Home Page for the TeradataForum
 

Archives of the TeradataForum

Message Posted: Tue, 28 Feb 2006 @ 08:35:36 GMT


     
  <Prev Next>  
<<First
<Prev
Next> Last>>  


Subj:   Performance problem with View Layering
 
From:   Kanthadai Subramanian Suresh

Hi All

First I am Sorry for the long mail .

I am facing with the performance problem when users are trying to access data . Initially we dint have any filters to the Users view which has been added recently to filter out records based on the value in Column Data_source_cd

I have got the target EDW table with the following structure .

     CREATE SET TABLE account_event ,NO FALLBACK ,
          NO BEFORE JOURNAL,
          NO AFTER JOURNAL,
          CHECKSUM = DEFAULT
          (
           Event_Id DECIMAL(18,0) NOT NULL,
           Account_Num VARCHAR(255) CHARACTER SET LATIN NOT CASESPECIFIC NOT NULL,
           Account_Modifier_Num CHAR(18) CHARACTER SET LATIN NOT CASESPECIFIC NOT NULL,
           Account_Event_Type_Cd CHAR(10) CHARACTER SET LATIN NOT CASESPECIFIC,
           Start_Dt DATE FORMAT 'YYYY-MM-DD',
           End_Dt DATE FORMAT 'YYYY-MM-DD',
           Data_Source_Cd CHAR(10) CHARACTER SET LATIN NOT CASESPECIFIC,
           Record_Deleted_Flag BYTEINT NOT NULL DEFAULT 0 ,
           BusinessDate DATE FORMAT 'YYYY-MM-DD',
           Ins_Txf_BatchID INTEGER,
           Upd_Txf_BatchID INTEGER)
     PRIMARY INDEX ( Event_Id );

This table has got 15million records

The table is accessed by a view V_Account_Event which is a one to one on table (Account_Event) without any filters.

     REPLACE VIEW V_ACCOUNT_EVENT   (
           Event_Id
          , Account_Num
          , Account_Modifier_Num
          , Account_Event_Type_Cd
          , Start_Dt
          , End_Dt
          , Data_Source_Cd
          , Record_Deleted_Flag
          , BusinessDate
          , Ins_Txf_BatchID
          , Upd_Txf_BatchID

       ) AS
      LOCKING TABLE ACCOUNT_EVENT             FOR ACCESS  SELECT
           Event_Id
          , Account_Num
          , Account_Modifier_Num
          , Account_Event_Type_Cd
          , Start_Dt
          , End_Dt
          , Data_Source_Cd
          , Record_Deleted_Flag
          , BusinessDate
          , Ins_Txf_BatchID
          , Upd_Txf_BatchID

      FROM ACCOUNT_EVENT;

For the downstream datamarts to provide only the relevant data from the target EDW we have got a filter table which will hold only the required values

     CREATE SET TABLE data_sources_filter ,NO FALLBACK ,
          NO BEFORE JOURNAL,
          NO AFTER JOURNAL,
          CHECKSUM = DEFAULT
          (
           S_NO INTEGER,
           DATA_SOURCE_CD VARCHAR(30) CHARACTER SET LATIN NOT CASESPECIFIC,
           DESCRIPTION VARCHAR(255) CHARACTER SET LATIN NOT CASESPECIFIC,
           START_DT DATE FORMAT 'YY/MM/DD',
           END_DT DATE FORMAT 'YY/MM/DD')
     PRIMARY INDEX ( DATA_SOURCE_CD );

This table has got only 23 records

The users access the data by the following view defn..

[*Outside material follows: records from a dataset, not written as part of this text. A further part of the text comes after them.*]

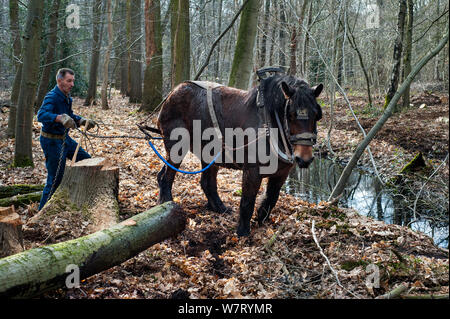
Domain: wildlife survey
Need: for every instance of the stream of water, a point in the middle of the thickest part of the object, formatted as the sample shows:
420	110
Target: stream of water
365	194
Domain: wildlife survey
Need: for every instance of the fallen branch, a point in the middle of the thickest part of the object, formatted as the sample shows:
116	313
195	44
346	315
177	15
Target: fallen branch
273	238
427	296
12	190
395	293
35	271
21	200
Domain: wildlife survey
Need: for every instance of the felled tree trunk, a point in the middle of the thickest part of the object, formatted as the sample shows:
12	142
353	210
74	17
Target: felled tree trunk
21	200
12	190
87	195
11	241
35	271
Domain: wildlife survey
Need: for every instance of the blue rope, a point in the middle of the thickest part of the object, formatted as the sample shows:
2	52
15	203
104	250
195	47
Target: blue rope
178	170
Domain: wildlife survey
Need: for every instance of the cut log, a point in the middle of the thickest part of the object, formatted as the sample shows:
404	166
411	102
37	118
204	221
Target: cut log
35	271
87	195
11	240
12	190
21	200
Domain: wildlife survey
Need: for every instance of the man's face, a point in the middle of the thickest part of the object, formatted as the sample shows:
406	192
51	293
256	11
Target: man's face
66	83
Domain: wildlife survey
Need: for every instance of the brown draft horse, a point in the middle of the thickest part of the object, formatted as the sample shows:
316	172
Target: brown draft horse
290	99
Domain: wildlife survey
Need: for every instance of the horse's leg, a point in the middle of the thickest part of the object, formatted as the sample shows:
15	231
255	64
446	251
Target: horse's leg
272	193
166	177
251	181
209	186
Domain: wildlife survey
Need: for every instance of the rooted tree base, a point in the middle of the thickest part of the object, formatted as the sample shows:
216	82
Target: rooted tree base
11	241
85	202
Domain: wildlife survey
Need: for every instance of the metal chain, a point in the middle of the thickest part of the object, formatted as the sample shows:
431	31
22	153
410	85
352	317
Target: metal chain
61	156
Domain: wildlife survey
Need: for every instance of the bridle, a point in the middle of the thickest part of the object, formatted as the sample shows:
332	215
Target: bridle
288	140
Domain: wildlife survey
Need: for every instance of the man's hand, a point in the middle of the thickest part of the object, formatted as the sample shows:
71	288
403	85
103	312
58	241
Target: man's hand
66	121
88	123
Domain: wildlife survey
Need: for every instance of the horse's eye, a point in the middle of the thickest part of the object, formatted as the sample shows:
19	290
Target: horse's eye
302	114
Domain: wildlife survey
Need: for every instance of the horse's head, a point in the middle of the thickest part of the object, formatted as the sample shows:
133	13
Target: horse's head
301	114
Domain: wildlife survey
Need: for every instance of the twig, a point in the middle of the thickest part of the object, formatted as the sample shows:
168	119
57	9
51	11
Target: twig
427	296
273	238
421	189
328	261
394	293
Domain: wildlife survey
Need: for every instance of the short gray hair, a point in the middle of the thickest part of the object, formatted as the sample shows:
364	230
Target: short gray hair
62	73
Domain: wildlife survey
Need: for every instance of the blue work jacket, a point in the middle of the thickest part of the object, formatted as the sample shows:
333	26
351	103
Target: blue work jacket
55	103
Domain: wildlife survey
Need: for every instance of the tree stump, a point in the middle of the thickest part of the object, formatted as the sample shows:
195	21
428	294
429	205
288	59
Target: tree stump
85	202
11	240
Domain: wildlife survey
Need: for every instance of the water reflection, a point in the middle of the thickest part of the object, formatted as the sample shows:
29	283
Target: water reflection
365	193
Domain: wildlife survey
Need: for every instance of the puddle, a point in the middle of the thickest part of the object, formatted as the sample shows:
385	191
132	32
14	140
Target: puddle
365	194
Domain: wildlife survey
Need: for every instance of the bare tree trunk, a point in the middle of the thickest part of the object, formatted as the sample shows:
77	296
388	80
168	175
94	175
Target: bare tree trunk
389	110
243	55
181	42
408	50
265	30
95	56
49	54
352	41
17	52
23	155
104	89
219	31
153	78
304	63
282	35
294	41
398	47
121	48
135	65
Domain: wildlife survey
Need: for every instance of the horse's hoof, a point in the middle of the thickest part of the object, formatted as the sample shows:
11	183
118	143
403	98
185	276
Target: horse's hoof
243	232
222	209
262	218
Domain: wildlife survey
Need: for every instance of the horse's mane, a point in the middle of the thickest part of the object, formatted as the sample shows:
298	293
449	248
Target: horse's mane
274	98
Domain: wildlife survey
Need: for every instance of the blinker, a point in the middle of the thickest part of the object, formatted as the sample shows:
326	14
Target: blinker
302	114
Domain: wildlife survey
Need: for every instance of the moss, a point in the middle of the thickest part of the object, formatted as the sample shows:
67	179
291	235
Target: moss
414	165
349	265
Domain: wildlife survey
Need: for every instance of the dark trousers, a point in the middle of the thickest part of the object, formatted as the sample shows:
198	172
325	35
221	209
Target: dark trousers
52	151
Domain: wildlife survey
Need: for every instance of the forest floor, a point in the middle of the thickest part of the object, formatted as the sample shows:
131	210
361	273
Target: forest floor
207	260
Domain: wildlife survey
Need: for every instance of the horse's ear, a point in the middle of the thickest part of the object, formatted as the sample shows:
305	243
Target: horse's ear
317	89
287	90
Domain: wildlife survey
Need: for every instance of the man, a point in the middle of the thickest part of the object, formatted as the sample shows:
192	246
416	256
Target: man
57	119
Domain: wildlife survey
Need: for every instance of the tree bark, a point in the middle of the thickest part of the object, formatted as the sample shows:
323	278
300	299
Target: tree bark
12	190
11	240
135	65
104	90
294	39
265	30
95	56
352	41
398	47
21	200
17	53
339	188
181	41
49	53
23	155
408	50
153	78
35	271
241	69
11	132
90	185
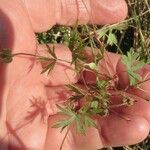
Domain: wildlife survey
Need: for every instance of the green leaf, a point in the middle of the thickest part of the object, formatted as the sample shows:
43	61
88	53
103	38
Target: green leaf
51	51
92	66
66	110
75	89
102	32
6	56
49	67
112	39
94	104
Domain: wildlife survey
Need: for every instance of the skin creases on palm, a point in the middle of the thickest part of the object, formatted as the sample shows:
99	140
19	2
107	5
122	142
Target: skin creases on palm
32	98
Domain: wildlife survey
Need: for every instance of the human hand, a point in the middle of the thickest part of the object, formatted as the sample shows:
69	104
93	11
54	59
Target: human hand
22	84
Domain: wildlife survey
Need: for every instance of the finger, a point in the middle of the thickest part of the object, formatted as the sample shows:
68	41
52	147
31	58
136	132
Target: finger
73	140
63	72
27	126
45	14
114	131
117	131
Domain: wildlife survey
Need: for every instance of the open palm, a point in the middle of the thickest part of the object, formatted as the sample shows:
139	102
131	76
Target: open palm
29	97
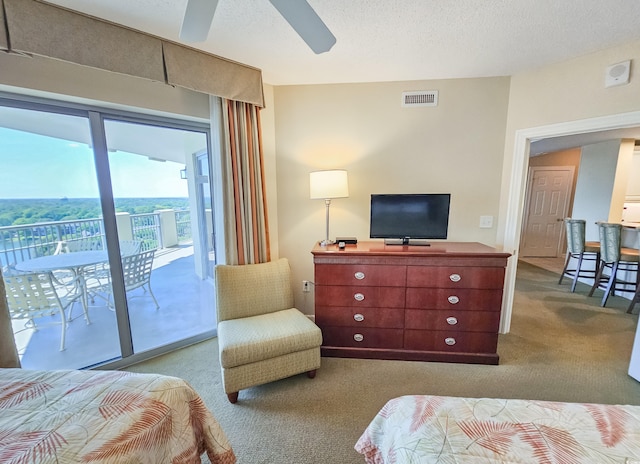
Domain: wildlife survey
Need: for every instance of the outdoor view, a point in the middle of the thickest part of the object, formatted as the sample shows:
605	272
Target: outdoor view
54	241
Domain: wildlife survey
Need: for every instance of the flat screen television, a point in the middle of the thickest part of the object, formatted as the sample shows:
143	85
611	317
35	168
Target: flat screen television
409	219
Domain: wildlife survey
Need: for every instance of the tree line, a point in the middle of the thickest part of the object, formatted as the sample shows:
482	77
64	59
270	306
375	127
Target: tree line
17	212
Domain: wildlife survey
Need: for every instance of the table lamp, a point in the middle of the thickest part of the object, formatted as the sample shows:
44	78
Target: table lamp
325	185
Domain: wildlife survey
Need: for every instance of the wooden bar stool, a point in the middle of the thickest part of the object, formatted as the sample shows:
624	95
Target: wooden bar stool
579	250
615	258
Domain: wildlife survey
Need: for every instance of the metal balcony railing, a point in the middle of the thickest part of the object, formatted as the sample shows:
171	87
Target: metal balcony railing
20	243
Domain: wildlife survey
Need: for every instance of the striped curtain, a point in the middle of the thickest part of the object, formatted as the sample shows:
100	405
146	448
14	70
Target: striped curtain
245	205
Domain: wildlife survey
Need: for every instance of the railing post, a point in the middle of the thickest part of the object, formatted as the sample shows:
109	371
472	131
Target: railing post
125	226
168	227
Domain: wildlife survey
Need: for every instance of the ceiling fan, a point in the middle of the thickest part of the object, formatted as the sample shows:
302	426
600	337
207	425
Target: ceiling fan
298	13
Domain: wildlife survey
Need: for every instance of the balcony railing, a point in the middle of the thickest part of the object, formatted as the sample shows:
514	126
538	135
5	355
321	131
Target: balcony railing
20	243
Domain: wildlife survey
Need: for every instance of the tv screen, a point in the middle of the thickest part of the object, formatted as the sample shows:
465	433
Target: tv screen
410	216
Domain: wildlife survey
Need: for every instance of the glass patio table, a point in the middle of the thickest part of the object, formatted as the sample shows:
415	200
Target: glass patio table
75	262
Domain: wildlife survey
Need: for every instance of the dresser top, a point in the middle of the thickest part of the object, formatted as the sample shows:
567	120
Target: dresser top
378	248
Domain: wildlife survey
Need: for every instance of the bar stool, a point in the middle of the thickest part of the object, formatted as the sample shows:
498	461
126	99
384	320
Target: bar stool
616	258
636	297
580	250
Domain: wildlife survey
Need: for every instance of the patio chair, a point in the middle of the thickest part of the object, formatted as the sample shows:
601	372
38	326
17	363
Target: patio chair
34	296
137	272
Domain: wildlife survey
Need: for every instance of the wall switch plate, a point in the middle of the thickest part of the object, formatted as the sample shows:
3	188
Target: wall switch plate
486	222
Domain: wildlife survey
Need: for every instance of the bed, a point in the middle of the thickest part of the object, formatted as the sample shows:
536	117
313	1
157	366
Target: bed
105	417
448	430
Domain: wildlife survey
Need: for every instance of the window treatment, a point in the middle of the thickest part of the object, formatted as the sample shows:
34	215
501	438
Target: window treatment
35	28
246	226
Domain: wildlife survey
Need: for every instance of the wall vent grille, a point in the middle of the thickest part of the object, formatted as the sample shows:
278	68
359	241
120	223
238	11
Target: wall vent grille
420	98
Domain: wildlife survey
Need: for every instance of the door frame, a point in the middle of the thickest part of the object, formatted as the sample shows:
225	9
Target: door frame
517	187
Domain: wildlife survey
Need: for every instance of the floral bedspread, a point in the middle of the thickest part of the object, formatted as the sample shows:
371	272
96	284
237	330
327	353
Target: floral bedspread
105	417
449	430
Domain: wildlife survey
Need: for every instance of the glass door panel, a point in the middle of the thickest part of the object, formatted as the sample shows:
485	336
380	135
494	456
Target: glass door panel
205	213
51	226
168	296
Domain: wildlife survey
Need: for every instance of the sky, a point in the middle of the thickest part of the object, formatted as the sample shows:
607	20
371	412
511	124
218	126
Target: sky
38	166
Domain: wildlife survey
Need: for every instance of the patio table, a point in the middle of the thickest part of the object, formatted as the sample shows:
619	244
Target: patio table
75	262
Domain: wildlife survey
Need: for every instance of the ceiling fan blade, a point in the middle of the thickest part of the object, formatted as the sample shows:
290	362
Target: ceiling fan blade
306	23
197	20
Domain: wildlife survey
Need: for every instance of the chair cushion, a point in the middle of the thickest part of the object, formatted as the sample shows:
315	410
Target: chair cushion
256	338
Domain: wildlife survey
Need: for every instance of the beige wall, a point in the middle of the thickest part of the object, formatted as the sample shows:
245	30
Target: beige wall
464	146
454	148
568	91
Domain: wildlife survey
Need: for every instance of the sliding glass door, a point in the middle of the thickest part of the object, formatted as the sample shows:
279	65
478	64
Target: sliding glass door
167	297
108	206
49	206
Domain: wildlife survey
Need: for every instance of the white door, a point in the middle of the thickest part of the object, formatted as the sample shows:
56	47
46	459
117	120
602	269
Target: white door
547	204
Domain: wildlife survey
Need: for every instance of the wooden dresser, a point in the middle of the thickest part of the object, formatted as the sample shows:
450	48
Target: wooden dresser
425	303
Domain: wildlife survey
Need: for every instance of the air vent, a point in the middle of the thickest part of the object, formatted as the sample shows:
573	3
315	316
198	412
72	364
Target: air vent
420	98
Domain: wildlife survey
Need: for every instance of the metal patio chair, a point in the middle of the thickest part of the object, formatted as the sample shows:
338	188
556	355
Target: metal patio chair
137	272
34	296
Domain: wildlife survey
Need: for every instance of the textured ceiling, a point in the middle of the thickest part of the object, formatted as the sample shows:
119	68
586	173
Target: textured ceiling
393	40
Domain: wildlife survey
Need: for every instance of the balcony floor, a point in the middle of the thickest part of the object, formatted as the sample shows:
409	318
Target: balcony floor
187	308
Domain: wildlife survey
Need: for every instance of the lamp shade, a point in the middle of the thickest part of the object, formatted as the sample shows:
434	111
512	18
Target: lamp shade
328	184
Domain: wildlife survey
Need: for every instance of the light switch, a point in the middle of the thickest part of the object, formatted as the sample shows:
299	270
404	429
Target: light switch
486	222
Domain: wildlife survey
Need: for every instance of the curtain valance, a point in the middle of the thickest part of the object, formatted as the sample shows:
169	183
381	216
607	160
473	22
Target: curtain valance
37	28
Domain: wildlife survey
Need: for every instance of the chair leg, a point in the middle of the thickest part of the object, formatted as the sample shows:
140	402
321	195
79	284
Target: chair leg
566	266
636	296
598	277
577	273
636	299
611	285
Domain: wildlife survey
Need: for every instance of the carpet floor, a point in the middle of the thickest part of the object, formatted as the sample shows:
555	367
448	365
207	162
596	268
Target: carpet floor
562	347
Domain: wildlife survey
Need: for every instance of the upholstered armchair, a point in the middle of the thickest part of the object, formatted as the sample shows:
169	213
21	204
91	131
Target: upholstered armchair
261	336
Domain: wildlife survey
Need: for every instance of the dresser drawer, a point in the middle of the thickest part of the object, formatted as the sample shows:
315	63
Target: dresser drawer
364	337
455	277
459	321
360	297
361	275
451	341
463	299
392	318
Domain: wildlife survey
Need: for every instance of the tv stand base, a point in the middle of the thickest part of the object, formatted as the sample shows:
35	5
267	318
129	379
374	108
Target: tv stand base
406	242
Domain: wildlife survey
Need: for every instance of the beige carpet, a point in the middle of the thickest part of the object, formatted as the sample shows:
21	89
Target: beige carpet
562	347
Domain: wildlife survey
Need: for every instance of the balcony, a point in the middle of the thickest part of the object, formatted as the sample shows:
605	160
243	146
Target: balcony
186	299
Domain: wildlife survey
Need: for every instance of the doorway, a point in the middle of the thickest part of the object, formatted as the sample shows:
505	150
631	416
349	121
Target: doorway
517	186
547	204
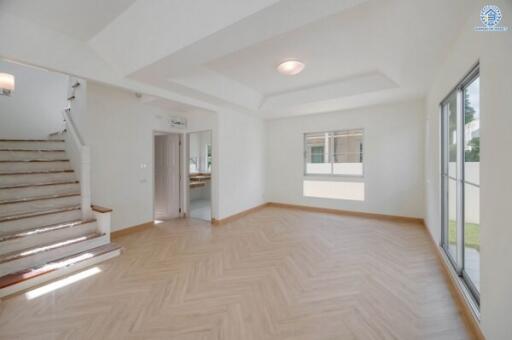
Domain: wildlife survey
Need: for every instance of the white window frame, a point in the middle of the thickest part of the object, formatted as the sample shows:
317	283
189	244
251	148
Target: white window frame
331	150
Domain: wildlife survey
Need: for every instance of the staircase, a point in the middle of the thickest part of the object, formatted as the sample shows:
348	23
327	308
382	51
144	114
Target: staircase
43	232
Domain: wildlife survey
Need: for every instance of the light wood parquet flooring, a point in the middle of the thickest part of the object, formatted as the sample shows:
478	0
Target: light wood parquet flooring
274	274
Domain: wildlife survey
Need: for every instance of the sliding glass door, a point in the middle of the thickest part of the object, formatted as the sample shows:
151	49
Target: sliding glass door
460	174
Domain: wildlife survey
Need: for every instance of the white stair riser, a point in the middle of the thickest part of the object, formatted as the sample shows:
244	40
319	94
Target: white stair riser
7	180
32	145
26	207
24	155
10	194
33	166
50	255
38	221
58	273
47	238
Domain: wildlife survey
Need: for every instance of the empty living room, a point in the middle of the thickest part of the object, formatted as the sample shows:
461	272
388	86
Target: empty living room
256	169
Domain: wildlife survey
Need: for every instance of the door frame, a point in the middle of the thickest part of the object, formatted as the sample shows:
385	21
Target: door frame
187	171
181	162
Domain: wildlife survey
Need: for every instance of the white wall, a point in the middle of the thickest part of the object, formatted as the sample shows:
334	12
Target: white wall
393	158
494	51
119	128
240	159
35	109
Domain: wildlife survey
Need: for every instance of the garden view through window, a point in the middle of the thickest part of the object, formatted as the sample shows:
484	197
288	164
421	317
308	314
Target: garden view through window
461	180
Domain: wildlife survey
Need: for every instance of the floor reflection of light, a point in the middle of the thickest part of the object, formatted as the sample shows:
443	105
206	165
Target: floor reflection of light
34	293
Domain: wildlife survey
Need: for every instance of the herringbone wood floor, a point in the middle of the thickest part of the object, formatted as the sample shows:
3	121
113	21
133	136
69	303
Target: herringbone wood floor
274	274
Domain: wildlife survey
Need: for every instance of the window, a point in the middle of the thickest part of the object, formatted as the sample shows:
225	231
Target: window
334	153
460	113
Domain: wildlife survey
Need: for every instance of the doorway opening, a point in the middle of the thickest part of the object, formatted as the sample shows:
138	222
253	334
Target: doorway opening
167	175
200	174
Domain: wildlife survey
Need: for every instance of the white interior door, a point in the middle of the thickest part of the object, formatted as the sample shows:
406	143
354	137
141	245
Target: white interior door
167	176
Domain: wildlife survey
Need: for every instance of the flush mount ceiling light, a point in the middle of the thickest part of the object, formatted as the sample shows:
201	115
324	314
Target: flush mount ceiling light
290	67
6	84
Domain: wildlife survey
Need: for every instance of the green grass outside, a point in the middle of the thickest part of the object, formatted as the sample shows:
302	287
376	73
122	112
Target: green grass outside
471	235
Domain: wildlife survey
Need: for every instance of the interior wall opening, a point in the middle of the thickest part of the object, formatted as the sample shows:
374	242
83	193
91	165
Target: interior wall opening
200	175
167	155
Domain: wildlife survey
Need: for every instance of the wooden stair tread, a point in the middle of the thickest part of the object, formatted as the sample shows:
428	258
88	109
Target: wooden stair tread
38	198
18	254
38	213
20	186
43	229
29	273
38	172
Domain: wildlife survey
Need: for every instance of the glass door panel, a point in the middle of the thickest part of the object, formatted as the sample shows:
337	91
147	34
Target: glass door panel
450	142
472	182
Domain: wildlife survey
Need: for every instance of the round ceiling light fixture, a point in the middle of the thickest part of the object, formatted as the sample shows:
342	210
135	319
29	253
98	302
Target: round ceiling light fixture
290	67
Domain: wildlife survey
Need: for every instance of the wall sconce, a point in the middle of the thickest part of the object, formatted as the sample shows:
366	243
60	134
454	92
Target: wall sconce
6	84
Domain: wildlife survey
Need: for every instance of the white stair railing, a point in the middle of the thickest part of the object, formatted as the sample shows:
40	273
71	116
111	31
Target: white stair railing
79	156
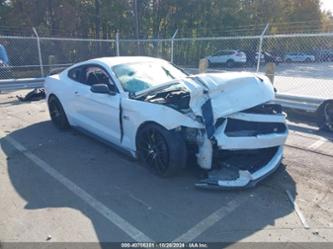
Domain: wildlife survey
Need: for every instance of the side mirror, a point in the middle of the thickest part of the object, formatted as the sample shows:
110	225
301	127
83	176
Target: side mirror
101	88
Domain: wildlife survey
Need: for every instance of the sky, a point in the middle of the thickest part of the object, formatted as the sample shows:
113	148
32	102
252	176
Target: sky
327	5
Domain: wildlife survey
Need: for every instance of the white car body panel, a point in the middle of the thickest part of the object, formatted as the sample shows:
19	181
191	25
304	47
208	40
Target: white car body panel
117	118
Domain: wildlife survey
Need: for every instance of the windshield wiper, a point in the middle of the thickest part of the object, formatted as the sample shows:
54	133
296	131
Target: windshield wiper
153	90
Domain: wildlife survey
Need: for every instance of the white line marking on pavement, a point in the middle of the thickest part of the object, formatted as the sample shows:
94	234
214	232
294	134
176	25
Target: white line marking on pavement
121	223
298	210
209	221
317	144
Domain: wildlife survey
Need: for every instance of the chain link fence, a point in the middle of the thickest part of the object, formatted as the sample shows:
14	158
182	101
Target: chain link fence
303	62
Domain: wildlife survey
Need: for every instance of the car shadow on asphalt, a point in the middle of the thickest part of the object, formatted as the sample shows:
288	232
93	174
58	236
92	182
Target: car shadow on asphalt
161	208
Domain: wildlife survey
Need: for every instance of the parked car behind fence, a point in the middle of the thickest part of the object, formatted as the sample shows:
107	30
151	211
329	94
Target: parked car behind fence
299	57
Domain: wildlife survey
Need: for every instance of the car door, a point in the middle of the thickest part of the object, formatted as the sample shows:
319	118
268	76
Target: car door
97	113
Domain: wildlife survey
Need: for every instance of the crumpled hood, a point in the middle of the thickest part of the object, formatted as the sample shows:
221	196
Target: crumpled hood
229	92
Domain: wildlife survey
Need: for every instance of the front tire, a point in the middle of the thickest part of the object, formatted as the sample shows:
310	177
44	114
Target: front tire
57	113
163	152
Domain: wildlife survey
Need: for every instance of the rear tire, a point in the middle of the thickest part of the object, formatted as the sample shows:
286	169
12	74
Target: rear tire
163	152
325	116
57	113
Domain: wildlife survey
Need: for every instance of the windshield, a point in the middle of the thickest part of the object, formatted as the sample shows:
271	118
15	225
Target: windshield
135	77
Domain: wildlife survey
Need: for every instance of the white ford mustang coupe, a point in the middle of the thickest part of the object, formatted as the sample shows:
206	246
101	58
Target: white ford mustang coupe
163	116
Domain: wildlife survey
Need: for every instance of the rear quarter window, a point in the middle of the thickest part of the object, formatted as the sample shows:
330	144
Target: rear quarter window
75	74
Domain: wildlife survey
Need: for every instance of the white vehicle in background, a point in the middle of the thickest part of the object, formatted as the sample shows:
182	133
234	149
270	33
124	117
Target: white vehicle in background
161	115
299	57
230	58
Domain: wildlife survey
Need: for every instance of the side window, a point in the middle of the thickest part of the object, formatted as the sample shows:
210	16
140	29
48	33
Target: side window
75	74
95	75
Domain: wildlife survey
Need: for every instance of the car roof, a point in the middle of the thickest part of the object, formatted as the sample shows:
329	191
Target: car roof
117	60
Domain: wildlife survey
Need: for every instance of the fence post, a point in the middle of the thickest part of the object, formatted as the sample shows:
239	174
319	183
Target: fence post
117	44
39	52
172	44
260	46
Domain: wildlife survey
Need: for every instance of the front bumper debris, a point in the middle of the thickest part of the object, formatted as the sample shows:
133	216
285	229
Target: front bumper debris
229	176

     REPLACE VIEW VM_ACCOUNT_EVENT  (
      Event_Id
      ,Account_Num
      ,Account_Modifier_Num
      ,Account_Event_Type_Cd

      ) AS
     SELECT
      TGT.Event_Id
      ,TGT.Account_Num
      ,TGT.Account_Modifier_Num
      ,TGT.Account_Event_Type_Cd

     FROM V_ACCOUNT_EVENT  TGT
     INNER JOIN DATA_SOURCES_FILTER B
     ON COALESCE(TRIM(TGT.DATA_SOURCE_CD),'') =
     COALESCE(TRIM(B.DATA_SOURCE_CD),'' )
     AND TGT.End_Dt is null
     ;

The problem is when I run a query of Count(*) in the Target table directly it gives me the result in 3 mins.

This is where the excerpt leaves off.